Wann ist die Fed-Zinsentscheidung und was ist vom DXY zu erwarten?

Die Federal Reserve gibt ihre Entscheidung um 20:00 Uhr mitteleuropäischer Zeit bekannt. Gleichzeitig werden die Wirtschaftsprojektionen der Vertreter der amerikanischen Notenbank einschließlich der Dot-Plot-Matrix veröffentlicht. Janet Yellen wird um 20:30 Uhr eine Pressekonferenz abhalten. 

Eine Zinserhöhung um 25 Basispunkte auf 1,25 bis 1,50 Prozent gilt als ausgemachte Sache. Es wäre der dritte Zinsschritt in diesem Jahr. Die Finanzmärkte haben eine Erhöhung bereits eingepreist und somit liegt das Hauptaugenmerk auf den Ausblick für 2018. Analysten werden hier nach der potenziellen Anzahl der Zinsschritte im kommenden Jahr suchen. „Eine Zinserhöhung auf der heutigen Sitzung wurde lange antizipiert. Für die Märkte käme ein Stillhalten sehr überraschend und würde eine schnelle Versteilung der Renditekurve herbeiführen und einen Ausverkauf beim Dollar“, sagten die Brown Brothers Harriman Marktanalysten.

Sollte die Fed wie erwartet liefern, liegt der Fokus voraussichtlich auf den neuen Prognosen der FOMC Mitglieder. Die Erhöhung an sich wird kaum einen Einfluss auf die Märkte haben. Mehr Interesse dürften potentielle Signale für die Politik in 2018 sein, erklärten die Lylods Bank Analysten. Sie rechnen damit, dass der Dot-Plot drei Zinserhöhungen im Jahr 2018 bestätigen wird.

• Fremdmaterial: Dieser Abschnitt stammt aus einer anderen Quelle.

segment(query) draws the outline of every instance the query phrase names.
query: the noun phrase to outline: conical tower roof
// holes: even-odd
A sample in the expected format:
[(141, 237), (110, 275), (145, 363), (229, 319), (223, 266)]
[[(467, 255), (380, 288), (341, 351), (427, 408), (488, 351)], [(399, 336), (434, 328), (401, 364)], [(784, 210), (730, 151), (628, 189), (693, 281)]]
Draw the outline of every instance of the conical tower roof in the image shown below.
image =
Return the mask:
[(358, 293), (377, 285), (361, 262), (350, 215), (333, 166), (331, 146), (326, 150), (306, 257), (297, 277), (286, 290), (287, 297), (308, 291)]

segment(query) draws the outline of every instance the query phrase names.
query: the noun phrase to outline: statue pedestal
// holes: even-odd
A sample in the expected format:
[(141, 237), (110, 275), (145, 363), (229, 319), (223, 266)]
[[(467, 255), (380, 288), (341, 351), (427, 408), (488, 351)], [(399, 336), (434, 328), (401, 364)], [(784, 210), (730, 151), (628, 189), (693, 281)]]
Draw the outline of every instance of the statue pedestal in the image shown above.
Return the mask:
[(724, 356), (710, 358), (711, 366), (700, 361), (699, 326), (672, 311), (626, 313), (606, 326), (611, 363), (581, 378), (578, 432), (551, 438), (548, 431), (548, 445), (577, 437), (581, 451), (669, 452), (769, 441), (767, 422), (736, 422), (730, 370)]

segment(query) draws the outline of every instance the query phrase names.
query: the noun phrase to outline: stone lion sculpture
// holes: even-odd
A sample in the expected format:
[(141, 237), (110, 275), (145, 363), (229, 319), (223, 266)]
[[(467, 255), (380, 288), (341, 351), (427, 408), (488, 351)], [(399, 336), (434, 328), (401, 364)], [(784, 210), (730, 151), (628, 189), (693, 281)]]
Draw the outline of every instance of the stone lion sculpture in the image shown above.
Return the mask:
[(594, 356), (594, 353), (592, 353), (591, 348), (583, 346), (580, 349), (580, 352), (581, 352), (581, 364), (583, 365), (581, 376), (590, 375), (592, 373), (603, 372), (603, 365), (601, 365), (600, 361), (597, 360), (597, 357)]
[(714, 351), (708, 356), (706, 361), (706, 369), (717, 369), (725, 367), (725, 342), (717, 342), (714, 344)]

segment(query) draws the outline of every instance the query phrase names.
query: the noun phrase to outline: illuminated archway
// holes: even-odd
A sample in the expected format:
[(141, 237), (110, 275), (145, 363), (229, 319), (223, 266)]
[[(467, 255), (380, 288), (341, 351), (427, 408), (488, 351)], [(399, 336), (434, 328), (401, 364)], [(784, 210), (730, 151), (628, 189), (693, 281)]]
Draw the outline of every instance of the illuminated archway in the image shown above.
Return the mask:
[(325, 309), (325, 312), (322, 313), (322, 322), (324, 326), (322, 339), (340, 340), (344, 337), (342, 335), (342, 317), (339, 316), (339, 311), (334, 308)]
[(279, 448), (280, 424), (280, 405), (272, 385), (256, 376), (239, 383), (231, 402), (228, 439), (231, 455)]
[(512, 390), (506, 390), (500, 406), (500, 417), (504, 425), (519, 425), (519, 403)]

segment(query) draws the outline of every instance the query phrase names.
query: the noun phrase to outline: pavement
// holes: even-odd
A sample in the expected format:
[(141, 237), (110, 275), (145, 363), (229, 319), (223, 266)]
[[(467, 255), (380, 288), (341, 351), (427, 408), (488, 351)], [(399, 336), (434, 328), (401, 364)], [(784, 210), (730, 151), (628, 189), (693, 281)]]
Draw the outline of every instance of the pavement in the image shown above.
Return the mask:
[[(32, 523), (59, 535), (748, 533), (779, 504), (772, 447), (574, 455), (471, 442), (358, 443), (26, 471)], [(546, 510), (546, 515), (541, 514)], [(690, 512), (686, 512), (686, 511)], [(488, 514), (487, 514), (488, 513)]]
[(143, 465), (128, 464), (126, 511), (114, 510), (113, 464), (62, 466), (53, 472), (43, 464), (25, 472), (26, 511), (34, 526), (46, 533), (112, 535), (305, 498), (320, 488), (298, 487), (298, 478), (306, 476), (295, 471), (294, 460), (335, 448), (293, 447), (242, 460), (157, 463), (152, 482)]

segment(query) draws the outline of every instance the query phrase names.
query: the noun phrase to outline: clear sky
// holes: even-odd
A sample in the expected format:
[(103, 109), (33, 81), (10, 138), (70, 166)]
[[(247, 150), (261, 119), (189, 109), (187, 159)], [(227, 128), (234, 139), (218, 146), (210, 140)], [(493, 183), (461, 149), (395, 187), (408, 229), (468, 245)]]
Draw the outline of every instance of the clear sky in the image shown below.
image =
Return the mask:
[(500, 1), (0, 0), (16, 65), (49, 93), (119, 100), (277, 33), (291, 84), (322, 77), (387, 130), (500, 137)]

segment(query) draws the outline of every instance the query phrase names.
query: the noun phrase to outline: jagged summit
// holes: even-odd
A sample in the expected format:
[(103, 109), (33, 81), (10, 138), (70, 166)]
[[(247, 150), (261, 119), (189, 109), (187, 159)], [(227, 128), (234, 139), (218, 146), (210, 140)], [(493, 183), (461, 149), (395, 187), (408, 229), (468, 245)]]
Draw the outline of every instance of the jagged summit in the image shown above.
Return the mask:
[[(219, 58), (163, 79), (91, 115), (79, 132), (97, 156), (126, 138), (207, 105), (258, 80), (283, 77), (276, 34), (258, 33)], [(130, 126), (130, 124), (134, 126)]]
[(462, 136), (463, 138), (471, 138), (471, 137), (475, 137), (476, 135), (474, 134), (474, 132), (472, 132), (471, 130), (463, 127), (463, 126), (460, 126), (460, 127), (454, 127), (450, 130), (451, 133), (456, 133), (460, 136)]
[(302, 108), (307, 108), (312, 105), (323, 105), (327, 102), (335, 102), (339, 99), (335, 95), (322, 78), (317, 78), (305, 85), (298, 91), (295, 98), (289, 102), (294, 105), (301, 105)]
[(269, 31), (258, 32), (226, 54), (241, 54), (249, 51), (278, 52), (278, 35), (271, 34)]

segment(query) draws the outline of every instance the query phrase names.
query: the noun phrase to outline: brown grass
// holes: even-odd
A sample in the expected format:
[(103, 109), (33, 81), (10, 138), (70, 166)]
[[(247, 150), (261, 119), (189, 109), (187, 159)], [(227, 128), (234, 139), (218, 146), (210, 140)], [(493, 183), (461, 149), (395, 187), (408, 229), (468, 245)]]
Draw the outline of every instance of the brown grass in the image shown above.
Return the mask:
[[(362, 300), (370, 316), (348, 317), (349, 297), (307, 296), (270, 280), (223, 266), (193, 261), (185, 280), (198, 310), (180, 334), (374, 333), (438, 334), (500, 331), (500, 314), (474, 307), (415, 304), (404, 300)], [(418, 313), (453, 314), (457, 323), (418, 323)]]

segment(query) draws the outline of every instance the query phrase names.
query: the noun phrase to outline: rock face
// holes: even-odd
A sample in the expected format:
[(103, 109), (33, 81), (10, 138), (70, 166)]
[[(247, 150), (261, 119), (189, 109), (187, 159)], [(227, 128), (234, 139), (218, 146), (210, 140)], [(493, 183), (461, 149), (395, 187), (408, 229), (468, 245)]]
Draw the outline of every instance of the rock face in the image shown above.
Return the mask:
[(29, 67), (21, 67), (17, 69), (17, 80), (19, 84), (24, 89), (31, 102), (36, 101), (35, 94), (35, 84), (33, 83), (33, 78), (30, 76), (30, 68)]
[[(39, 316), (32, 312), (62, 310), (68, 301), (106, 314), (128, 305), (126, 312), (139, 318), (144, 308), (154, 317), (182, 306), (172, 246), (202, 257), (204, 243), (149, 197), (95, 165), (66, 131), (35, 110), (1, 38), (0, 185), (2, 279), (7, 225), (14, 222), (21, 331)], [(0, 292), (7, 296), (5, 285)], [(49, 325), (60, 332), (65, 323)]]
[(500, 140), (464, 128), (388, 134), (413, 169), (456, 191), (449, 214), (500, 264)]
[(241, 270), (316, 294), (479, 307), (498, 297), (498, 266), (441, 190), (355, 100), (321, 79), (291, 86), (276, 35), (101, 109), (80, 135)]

Janet Yellen wird ihre letzte Pressekonferenz abhalten. Im Februar übernimmt Jerome Powell das Amt als oberster Hüter der Fed. „In der Pressekonferenz wird Yellens nichts neues sagen, was sie nicht schon zuvor irgendwo kundgetan hat. Ohne Zweifel wird sie von den Journalisten gefragt werden, wie die Fed auf die Steuervergünstigung von 1,4 Billionen Dollar reagieren wird. Sie wird darauf aber nur sehr schmallippig antworten“, sagten die Analysten von BMO CM. 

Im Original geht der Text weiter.